Since you might not believe any summary I could write, I quote some passages from Judge Arterton’s opinion based on Dr. Helms’ expert opinion [Emphasis added; citations omitted]:
…. Her area of expertise “is not with firefighters per se but is more in the general area of how race and culture influence test performance more generally.” She did not examine the specific tests at issue. However, she offered several potential explanations for racially disparate impact on the tests. First, “[w]e know for a fact that regardless of what kind of written test we give in this country that we can just about predict how many people will pass who are members of underrepresented groups. And your data are not that inconsistent with what predictions would say were the case.”
Now, unless I’m missing something, this “potential explanation” of why blacks did worse on the New Haven tests (which the witness had not examined) is … that blacks do worse on tests, “regardless of what kind of written test” is given. I’m sure that expert opinion was helpful to Judge Arterton.
Second, Dr. Helms suggested that because 67% of the respondents in the JAQ [Job Analysis Questionnaire]survey were white, the questions may have been skewed toward their job knowledge, as “most of the literature on firefighters show that the different [racial and gender] groups perform the job differently.”
So, according to the expert Dr. Helms, there really are “diverse” ways to fight fires, with women and blacks having their own distinctive fire-fighting ways. Who knew? What? You think I’m being hyperbolic? Read on.
Relying on information she had read in newspaper accounts of the situation in New Haven, she stated that the difference in performance may have been due to differences in opportunities for training and “informal mentoring” available to minorities. As general concerns, Dr. Helms mentioned that test takers may score lower if they are expected not to perform well, or if tests focus on “traditional ways of doing the job and the test-taker, in fact, uses innovative approaches.”

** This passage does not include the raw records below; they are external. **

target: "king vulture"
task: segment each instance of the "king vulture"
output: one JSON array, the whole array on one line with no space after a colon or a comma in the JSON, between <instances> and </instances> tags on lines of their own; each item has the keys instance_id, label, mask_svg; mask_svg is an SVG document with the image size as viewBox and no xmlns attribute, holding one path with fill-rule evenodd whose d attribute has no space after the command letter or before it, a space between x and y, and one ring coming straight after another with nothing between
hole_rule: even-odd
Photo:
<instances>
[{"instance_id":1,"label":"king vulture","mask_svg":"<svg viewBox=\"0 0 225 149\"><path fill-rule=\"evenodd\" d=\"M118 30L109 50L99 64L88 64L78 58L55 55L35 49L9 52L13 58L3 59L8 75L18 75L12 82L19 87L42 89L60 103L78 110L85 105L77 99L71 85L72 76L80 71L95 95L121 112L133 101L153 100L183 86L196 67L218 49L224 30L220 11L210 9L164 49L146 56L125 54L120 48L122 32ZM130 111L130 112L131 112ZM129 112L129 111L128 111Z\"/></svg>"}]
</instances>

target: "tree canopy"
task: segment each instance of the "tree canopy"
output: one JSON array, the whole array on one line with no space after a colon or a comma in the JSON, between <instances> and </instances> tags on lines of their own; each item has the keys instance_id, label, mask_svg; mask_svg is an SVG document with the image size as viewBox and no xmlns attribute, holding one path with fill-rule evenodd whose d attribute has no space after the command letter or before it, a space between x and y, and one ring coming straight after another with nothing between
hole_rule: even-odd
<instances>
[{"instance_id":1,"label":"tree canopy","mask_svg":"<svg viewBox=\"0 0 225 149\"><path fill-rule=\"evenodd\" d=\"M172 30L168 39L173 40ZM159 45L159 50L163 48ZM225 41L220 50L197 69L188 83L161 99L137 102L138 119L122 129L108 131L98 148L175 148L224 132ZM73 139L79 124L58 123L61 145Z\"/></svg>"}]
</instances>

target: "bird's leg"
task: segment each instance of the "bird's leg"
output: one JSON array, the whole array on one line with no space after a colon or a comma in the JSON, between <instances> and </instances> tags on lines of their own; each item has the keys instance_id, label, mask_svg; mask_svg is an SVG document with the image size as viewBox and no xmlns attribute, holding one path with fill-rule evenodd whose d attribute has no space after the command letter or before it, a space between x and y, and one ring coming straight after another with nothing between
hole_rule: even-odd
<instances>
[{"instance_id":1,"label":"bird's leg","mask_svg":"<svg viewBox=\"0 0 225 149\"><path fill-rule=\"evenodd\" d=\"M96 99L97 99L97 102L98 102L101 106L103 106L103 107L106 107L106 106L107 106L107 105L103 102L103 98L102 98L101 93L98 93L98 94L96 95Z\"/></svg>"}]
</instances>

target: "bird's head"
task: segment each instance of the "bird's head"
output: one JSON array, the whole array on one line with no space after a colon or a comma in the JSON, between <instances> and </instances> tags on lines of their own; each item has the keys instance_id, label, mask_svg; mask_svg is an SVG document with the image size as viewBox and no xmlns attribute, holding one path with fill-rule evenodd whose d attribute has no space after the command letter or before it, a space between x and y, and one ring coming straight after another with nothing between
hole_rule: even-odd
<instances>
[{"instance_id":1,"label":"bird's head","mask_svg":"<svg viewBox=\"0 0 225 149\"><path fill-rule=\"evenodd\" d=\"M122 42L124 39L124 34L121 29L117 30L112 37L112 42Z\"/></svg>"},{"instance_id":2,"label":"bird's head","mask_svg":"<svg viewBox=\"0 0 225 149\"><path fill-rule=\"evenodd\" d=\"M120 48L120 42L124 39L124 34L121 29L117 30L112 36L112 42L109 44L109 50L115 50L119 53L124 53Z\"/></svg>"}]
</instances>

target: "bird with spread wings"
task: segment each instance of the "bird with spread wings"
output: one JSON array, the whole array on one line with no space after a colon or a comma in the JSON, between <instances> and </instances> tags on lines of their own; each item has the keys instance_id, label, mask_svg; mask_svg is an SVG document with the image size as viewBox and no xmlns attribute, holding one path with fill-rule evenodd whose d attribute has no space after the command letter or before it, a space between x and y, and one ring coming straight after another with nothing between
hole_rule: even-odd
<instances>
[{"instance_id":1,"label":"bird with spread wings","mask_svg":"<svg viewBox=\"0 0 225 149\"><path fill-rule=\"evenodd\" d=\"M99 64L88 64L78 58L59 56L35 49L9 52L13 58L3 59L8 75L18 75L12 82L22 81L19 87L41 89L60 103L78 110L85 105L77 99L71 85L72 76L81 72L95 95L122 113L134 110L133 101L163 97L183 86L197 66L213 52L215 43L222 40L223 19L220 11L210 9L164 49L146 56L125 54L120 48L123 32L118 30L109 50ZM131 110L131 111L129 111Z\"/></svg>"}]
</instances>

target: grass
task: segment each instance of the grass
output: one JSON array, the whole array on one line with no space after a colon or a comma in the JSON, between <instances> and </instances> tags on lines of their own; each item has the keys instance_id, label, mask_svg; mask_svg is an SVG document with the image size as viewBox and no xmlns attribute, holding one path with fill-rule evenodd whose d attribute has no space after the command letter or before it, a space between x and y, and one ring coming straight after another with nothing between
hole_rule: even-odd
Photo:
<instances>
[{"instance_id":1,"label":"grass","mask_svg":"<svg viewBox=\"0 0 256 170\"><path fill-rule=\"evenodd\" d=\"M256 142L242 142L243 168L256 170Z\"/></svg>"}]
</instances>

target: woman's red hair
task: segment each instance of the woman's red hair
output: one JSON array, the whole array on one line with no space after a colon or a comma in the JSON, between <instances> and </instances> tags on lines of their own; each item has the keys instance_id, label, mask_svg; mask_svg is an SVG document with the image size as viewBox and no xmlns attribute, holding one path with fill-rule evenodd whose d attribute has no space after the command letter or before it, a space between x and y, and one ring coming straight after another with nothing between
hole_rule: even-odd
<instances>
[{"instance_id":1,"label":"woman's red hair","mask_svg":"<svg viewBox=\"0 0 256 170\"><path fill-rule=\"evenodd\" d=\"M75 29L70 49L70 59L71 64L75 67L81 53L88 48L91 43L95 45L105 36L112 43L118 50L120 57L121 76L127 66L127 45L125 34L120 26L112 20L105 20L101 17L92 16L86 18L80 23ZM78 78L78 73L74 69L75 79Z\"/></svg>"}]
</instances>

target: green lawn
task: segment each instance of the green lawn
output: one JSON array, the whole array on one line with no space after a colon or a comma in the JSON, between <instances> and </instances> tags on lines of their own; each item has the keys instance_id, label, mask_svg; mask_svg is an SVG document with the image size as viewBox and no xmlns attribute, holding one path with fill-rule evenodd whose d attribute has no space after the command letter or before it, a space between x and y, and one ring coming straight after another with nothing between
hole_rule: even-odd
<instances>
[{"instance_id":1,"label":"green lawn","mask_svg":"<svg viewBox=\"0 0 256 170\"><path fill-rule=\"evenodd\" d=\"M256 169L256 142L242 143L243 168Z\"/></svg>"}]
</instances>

Well, of course Dr. Helms’s concerns are “general,” since she had not examined the tests at issue, and the only thing she knew about “the situation in New Haven” was what “she had read in newspaper accounts.” Some expert. Still, she returns here to the suggestion (since she has not seen the tests and has no data it can only be a suggestion) that the failing test takers failed because they reject “traditional ways of doing the job” and instead rely on more “innovative approaches” than the tradition-bound fuddy-duddies who did well on the tests.
Finally, one question I would like to ask Dr. Helms: since she “mentioned that test takers may score lower if they are expected not to perform well,” and since she obviously did not expect them to perform well, testifying, as we saw above, that blacks don’t do well on tests, that “[w]e know for a fact that regardless of what kind of written test we give in this country that we can just about predict how many people will pass who are members of underrepresented groups,” does she accept any personal responsibility, or responsibility for her profession, for these low scores?